To get an overview of what percentage of conversations in your sample were automatically resolved, and the conversations your bot included in your sample, you can use the Automated Resolution Rate report.

Provide feedback on how your bot classified a conversation

You can read through individual conversations in your sample to see how chatters interacted with your bot. If you disagree with how your bot automatically classified a conversation, you can provide feedback to Ada.


This feedback is only so Ada can improve our classification model. It does not override the automatic classification your bot assigned the conversation.

  1. Open a conversation. You can do this two ways: from the Automated Resolution Rate report, or from the Conversations view.

    • From the Automated Resolution Rate report

      If you're looking at the Automated Resolution Rate report, scroll down to the Conversations section. Click a conversation to read the entire transcript.

    • From the Conversations view

      On the Ada dashboard, go to Conversations > All Conversations.
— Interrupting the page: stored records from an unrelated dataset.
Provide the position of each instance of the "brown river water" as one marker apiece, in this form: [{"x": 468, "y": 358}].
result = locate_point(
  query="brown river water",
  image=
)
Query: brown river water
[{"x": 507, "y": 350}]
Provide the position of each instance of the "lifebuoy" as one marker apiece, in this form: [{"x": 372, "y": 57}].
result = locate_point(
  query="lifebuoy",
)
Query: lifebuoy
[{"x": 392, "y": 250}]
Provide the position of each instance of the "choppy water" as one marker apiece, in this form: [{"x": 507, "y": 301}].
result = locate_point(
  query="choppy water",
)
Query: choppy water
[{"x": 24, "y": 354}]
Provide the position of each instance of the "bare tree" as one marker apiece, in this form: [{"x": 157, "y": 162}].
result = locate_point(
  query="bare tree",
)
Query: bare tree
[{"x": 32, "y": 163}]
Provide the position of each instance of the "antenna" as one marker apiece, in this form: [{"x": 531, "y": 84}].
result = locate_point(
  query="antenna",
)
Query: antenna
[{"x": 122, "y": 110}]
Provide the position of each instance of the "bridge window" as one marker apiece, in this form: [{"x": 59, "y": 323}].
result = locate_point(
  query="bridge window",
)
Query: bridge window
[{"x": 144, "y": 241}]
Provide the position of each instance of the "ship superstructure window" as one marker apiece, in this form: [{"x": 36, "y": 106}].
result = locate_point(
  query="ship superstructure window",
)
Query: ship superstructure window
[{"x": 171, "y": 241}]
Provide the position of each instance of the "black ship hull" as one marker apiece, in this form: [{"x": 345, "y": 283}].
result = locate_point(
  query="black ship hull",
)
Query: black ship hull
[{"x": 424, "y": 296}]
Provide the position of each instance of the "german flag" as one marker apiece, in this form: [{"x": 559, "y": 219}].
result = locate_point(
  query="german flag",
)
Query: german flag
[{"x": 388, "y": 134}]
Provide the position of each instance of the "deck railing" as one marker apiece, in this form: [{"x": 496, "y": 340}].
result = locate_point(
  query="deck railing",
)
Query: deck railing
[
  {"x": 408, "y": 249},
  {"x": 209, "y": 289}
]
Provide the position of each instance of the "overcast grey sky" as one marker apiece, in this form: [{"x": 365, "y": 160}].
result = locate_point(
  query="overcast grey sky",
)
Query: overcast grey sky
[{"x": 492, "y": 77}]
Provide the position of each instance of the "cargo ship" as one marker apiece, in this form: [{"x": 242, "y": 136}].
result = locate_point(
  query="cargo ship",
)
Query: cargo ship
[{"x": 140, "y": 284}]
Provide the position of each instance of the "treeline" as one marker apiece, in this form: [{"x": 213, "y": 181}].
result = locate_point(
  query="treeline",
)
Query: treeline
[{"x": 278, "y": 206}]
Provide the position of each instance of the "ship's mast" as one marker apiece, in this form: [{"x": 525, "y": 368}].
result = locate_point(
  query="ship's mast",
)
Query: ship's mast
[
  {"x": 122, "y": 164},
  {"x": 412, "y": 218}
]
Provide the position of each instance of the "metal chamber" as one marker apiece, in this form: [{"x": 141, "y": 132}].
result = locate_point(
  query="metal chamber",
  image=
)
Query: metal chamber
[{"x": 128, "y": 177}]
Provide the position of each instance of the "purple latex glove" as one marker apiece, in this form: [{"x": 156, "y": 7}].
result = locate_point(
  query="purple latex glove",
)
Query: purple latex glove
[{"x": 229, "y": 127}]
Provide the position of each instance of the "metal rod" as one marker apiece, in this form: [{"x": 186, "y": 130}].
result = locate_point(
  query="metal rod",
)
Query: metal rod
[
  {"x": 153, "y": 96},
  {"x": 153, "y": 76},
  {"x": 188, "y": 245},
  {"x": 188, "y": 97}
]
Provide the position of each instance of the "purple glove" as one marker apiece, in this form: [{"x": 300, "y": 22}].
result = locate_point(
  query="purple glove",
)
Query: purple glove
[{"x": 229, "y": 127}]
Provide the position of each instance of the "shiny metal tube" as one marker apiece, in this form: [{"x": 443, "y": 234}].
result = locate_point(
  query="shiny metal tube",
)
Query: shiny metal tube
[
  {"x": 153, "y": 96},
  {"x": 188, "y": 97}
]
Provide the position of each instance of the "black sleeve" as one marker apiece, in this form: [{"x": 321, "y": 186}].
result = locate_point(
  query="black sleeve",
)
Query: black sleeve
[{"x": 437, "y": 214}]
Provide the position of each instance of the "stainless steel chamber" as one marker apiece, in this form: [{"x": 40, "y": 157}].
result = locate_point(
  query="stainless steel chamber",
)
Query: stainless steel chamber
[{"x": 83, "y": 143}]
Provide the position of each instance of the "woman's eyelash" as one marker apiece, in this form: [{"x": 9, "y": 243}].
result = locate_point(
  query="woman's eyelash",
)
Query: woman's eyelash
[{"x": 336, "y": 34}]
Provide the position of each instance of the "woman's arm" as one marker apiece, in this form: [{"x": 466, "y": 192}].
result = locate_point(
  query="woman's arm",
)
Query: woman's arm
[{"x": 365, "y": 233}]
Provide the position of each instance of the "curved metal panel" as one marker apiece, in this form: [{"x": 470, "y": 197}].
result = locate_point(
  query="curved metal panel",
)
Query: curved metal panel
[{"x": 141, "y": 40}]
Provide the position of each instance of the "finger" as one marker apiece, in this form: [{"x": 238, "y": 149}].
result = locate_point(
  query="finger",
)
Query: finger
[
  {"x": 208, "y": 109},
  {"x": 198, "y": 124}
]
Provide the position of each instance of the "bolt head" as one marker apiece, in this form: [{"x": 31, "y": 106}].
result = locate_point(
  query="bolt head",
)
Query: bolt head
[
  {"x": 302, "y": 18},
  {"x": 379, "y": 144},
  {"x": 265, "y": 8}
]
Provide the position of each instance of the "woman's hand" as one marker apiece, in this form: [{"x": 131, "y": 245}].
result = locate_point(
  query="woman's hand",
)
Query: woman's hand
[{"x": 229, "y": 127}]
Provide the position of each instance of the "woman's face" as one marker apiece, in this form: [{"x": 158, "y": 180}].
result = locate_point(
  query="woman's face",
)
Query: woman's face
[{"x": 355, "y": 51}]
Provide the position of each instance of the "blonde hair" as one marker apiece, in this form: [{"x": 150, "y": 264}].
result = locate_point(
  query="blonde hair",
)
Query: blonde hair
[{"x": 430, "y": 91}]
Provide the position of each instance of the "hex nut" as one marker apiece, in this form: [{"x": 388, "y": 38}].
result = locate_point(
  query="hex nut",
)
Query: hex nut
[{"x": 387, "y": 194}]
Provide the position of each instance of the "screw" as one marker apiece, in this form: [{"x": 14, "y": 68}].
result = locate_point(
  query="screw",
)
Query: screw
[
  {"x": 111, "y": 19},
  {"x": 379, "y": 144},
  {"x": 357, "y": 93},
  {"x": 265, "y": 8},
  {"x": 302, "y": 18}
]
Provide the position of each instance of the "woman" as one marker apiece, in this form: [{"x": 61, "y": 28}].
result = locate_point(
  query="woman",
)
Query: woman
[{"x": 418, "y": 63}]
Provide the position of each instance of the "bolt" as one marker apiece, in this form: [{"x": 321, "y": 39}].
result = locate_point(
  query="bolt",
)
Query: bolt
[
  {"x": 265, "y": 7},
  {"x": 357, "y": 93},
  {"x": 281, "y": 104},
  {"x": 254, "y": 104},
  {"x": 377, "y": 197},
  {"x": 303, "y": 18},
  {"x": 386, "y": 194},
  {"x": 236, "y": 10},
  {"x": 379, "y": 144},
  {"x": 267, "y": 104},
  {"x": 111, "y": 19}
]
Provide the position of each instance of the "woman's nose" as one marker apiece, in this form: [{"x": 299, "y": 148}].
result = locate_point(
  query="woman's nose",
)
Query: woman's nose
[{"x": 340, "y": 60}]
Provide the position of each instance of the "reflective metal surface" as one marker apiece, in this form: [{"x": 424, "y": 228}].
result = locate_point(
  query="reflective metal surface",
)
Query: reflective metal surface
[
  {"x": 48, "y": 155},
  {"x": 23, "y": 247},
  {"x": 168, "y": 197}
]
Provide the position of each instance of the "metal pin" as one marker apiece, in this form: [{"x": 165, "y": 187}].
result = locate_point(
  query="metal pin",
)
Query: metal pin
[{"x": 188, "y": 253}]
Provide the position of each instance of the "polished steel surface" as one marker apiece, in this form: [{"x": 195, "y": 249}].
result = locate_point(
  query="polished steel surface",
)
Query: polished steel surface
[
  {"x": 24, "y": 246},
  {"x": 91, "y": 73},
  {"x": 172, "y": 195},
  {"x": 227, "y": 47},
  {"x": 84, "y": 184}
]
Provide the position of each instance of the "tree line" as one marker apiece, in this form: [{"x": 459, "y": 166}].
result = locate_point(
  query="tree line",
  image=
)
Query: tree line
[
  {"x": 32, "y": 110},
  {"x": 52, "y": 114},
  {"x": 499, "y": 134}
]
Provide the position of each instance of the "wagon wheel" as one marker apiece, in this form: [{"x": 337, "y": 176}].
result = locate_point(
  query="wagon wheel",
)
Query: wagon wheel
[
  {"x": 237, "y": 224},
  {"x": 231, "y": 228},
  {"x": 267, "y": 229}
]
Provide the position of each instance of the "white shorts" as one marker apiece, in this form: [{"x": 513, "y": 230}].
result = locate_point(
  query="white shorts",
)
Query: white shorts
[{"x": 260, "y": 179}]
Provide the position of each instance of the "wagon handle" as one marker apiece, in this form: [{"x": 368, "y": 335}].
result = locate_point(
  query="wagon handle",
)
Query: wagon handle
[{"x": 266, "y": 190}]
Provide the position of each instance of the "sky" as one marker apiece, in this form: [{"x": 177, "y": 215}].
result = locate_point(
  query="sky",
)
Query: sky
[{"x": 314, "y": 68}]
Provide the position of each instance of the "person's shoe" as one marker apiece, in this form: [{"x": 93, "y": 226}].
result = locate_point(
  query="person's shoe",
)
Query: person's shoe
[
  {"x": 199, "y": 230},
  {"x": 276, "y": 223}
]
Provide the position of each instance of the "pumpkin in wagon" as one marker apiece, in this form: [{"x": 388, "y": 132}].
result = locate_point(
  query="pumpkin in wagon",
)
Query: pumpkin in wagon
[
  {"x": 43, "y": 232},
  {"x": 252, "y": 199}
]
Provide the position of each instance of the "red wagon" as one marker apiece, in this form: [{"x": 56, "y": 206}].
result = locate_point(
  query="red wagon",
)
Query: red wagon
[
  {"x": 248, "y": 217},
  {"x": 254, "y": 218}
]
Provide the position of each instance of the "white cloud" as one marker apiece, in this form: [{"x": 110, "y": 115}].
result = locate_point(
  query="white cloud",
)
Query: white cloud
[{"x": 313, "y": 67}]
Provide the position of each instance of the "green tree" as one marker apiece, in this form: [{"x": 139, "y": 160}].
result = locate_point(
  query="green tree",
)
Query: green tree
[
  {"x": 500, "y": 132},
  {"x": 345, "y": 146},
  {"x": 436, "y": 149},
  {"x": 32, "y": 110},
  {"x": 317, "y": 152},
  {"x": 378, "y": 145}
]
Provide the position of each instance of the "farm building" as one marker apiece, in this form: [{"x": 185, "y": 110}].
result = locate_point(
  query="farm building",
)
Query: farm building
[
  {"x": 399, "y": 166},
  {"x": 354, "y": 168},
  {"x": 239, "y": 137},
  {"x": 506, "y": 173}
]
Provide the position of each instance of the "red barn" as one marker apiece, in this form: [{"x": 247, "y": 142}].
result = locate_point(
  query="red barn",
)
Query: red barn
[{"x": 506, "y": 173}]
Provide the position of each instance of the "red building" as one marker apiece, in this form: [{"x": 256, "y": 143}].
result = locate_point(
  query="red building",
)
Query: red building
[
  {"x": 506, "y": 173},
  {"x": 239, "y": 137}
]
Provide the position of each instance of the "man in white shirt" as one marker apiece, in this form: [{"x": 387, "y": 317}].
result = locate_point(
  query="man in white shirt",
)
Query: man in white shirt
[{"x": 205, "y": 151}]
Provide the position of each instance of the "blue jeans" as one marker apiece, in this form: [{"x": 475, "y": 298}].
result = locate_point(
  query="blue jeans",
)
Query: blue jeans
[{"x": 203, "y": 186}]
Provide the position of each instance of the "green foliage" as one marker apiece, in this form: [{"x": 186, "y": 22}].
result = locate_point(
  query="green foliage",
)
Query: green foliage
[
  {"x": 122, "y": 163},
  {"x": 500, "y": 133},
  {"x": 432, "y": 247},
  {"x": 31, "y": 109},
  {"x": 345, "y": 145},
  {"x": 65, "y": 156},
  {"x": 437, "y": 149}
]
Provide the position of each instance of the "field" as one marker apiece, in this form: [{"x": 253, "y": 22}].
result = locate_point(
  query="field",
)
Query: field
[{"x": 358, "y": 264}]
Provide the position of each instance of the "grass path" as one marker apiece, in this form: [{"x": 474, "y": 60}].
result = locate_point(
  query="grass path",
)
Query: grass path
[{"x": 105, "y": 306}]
Optionally, you can use filters to narrow down conversations; for example, you can click All, then select any combination of Resolved, Not Resolved, or Not in Sample to look through those conversations.

      Select a conversation in the conversation library on the left side of the screen to read through the entire transcript.

  2. If the sidebar on the right side of your page is collapsed, click Details to expand it. There, you can read through your bot's automatic assessment of the conversation:

    • Inquiry Summary - An automatically generated summary of what the chatter wanted to accomplish.

    • Classification - The classification of either Resolved or Not Resolved that your bot assigned to the conversation.

    • Reason for Classification - Your bot's understanding of what happened in the conversation, which led it to the classification that it assigned.

    Take a second to understand the reasoning that your bot used to make its classification, so you can give more targeted feedback.

  3. Beside Agree?, click Yes or No.

    If you clicked No, enter some additional details about what your bot got wrong in its assessment.

  4. Click Submit.

Find trends so you can improve your bot's content

Automated resolution data can be very powerful in helping you find gaps in your bots' content that you can improve. While going through your automatic resolution data, ask yourself:

  • What kinds of patterns am I seeing?

    For example, let's say there are a lot of unresolved conversations caused by your bot being unable to understand what your chatter was asking for. Are there any Answers you can improve the training for, so your bot has a better chance at directing chatters to the right content?

  • Is there additional information I can add?

    If you see that multiple unresolved conversations relate to the same topic, consider either creating a new Answer, or adding that information to your knowledge base, to address it, depending on the type of bot you have.

Just like when you're trying to improve training for conversations that contained unanswered questions, Answers that chatters marked as not helpful, or that required clarifications to understand what the chatter was asking for, it's not a realistic goal to get to 100% automated resolutions in your bot. Some chatters ask for handoffs immediately, and others might ask inquiries that are off-topic or even abusive, and you can't expect your bot to resolve those queries.